Lors d’une conférence de presse, le ministre a souligné le changement démographique sans précédent qu’a connu le Portugal et a rappelé qu’au fil du temps, « l’État non seulement s’est montré impréparé, mais a également contribué, accéléré et démantelé sa capacité et celle de la société à répondre » à cette question.

« Cette politique d’immigration des gouvernements socialistes, durant sept ans, en particulier l’accélération au cours des trois dernières années [2021-2024], a représenté une énorme irresponsabilité – qui a causé une grande inhumanité pour ceux qui sont venus, et qui a suscité de l’inquiétude et des difficultés d’intégration. En peu d’années, un défi a été créé que le pays affrontera pendant des décennies », a-t-il affirmé.

Après avoir critiqué l’héritage socialiste, António Leitão Amaro a évoqué le travail du gouvernement actuel. « Ce gouvernement savait qu’il n’avait ni des décennies, ni même des années pour commencer à traiter et résoudre » ce problème, a-t-il déclaré, justifiant ainsi la présentation du plan pour les migrations, en vigueur depuis le 4 juin de l’année dernière.

« Déjà beaucoup a changé. Au cours des prochaines décennies, années et mois, plus de changements interviendront », a-t-il affirmé, soulignant que certaines mesures sont entrées en vigueur « le jour même » de l’adoption du plan, tel que la fermeture de « la fameuse porte grande ouverte pour les déclarations d’intérêt, qui a abouti à une réduction des entrées pour résidence de 60%. »

Soulevant l’importance d’apporter des solutions pour réduire le nombre « brutal » de processus en attente où les individus attendent une réponse de l’État, Leitão Amaro a mis l’accent sur une gestion de l’immigration – avec contrôle aux frontières et surveillance – et une intégration « humaniste pour ceux qui recherchent notre pays, arrivent ici et souhaitent respecter nos règles et s’intégrer dans la société portugaise. »

« On nous avait dit qu’il fallait faire face à 300 000 processus en attente. C’était l’information reçue lors de notre prise de fonction, dans le fameux dossier de transition. En fin de compte, il ne s’agissait pas de 300 000. Rien que pour les manifestations d’intérêt, les retards concernaient 446 000 cas – regardez à quel point on ignorait la magnitude du problème auquel nous faisions face », a-t-il déclaré.

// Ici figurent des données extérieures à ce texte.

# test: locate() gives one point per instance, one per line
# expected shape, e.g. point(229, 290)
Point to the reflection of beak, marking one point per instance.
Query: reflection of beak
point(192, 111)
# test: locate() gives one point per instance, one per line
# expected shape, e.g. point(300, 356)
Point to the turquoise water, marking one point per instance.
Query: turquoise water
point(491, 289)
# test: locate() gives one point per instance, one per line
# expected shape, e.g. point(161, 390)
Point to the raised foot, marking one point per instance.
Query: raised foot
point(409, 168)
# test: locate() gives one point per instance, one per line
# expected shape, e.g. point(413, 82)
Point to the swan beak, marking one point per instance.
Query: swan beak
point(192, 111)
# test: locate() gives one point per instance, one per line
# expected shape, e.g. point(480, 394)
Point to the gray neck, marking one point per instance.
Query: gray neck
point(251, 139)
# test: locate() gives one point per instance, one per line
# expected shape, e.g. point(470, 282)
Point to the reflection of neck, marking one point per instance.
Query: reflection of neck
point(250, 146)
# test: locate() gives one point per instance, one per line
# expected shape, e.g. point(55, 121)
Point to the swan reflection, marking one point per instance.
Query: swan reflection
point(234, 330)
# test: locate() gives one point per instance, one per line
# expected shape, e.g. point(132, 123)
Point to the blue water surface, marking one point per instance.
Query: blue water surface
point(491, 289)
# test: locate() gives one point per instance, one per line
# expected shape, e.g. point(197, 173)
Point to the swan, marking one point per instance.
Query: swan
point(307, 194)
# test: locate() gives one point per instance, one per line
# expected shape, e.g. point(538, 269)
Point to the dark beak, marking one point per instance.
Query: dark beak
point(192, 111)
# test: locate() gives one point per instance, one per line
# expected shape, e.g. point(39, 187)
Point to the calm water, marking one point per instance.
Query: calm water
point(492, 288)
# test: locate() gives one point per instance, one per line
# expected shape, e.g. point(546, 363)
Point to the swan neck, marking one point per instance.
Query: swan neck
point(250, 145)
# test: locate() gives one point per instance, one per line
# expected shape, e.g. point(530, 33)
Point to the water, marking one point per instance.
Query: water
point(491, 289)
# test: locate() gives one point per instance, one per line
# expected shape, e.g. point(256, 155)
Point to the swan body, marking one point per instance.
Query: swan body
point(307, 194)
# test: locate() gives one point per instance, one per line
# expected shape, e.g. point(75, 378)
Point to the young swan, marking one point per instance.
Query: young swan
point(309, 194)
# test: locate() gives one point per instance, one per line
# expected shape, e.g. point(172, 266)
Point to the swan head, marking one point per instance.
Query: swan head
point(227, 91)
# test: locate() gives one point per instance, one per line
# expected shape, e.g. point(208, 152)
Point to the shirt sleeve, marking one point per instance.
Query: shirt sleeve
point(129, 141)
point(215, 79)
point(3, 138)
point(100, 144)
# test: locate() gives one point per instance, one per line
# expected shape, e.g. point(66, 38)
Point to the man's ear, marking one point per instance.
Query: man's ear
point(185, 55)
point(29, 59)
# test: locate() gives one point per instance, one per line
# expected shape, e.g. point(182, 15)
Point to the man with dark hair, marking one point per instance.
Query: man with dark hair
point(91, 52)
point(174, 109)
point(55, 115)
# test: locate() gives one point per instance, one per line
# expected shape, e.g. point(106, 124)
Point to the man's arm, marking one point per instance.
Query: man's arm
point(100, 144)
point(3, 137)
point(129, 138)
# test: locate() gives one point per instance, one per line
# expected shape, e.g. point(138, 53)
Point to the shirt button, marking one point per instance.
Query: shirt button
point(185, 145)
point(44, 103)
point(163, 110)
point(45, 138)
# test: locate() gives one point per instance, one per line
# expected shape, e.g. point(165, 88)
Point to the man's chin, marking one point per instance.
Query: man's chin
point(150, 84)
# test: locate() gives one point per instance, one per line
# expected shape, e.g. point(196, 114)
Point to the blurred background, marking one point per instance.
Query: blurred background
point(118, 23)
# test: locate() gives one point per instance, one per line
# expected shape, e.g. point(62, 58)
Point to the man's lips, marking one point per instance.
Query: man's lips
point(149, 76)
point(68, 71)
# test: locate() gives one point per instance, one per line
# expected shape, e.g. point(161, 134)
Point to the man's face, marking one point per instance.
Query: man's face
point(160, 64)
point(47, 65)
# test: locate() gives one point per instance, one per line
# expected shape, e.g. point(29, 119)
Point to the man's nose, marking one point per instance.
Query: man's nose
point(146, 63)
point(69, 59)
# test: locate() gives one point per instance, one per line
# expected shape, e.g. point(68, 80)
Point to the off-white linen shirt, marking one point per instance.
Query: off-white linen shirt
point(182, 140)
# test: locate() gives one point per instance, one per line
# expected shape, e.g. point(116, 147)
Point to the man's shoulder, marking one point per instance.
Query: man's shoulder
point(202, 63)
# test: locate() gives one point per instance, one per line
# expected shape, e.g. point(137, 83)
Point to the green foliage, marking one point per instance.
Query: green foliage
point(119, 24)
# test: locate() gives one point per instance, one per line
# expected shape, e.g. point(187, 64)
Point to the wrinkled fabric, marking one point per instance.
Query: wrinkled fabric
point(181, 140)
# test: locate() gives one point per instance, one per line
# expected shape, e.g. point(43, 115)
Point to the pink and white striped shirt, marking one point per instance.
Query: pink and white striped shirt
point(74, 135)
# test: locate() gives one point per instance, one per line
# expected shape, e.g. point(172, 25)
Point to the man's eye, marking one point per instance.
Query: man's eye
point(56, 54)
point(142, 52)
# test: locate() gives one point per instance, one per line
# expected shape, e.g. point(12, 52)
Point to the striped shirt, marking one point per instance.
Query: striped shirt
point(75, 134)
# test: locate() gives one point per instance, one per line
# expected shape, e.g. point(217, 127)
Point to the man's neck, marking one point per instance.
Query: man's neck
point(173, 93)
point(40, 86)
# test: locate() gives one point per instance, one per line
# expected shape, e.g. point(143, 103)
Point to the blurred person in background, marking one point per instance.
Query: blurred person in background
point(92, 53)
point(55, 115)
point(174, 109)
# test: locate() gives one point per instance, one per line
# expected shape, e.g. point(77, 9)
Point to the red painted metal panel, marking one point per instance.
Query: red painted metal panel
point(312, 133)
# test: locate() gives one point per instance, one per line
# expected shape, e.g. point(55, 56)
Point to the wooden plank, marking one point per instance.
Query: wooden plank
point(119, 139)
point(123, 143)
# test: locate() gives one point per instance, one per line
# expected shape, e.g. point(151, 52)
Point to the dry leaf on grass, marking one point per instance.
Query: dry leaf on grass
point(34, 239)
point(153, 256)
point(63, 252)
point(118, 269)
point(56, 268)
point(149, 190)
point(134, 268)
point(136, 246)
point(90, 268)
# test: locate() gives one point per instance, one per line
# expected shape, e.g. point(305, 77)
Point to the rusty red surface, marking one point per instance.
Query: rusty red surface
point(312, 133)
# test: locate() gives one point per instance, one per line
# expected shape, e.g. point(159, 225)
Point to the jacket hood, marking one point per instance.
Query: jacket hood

Près de 34 000 étrangers avec des demandes de légalisation rejetées

Durant le bilan effectué au siège du gouvernement, António Leitão Amaro a également mentionné que plus de 33 000 étrangers ont vu leurs demandes de légalisation refusées par l’AIMA, ce qui pourrait entraîner une demande de quitter le pays volontairement.

« Nous avions 18 000 refus, maintenant ils sont presque 34 000. Parmi eux, un millier a déjà reçu les notifications [d’abandon volontaire] », a déclaré le ministre de la Présidence, António Leitão Amaro, au siège du gouvernement, à Lisbonne.

Le ministre a également affirmé que le processus des dossiers en attente à l’AIMA « a commencé à s’accélérer » la semaine dernière, car il est « en phase d’émission semi-automatique ».

« [Le processus] s’accélère et tous ces [plus de] 33 000 – sauf en cas de raison exceptionnelle (…) – recevront cette notification d’abandon volontaire », a avancé Leitão Amaro, ajoutant que l’AIMA est « dans une phase d’émission d’environ 2 000 notifications par jour ».

Début mai, l’AIMA a commencé à notifier 18 000 citoyens étrangers, chiffre qui a maintenant presque doublé. « Cette notification, dans le système portugais, permet l’abandon volontaire et n’aboutit à un abandon forcé qu’après une nouvelle procédure », a-t-il précisé.

Sont concernés 33 983 refus, principalement des citoyens indiens (13 466).

Parmi les 184 059 processus décidés, on note également 5 386 refus pour des citoyens brésiliens, 3 750 pour des Bangladeshis, 3 279 pour des Népalais, 3 005 pour des Pakistanais, 236 pour des Colombiens, 1 054 pour des Algériens, 234 pour des Vénézuéliens, 180 pour des Argentins, 603 pour des Marocains et 2 790 pour d’autres nationalités.

Selon le gouvernement, le taux de rejet est de 18,5%, avec 150 076 processus approuvés.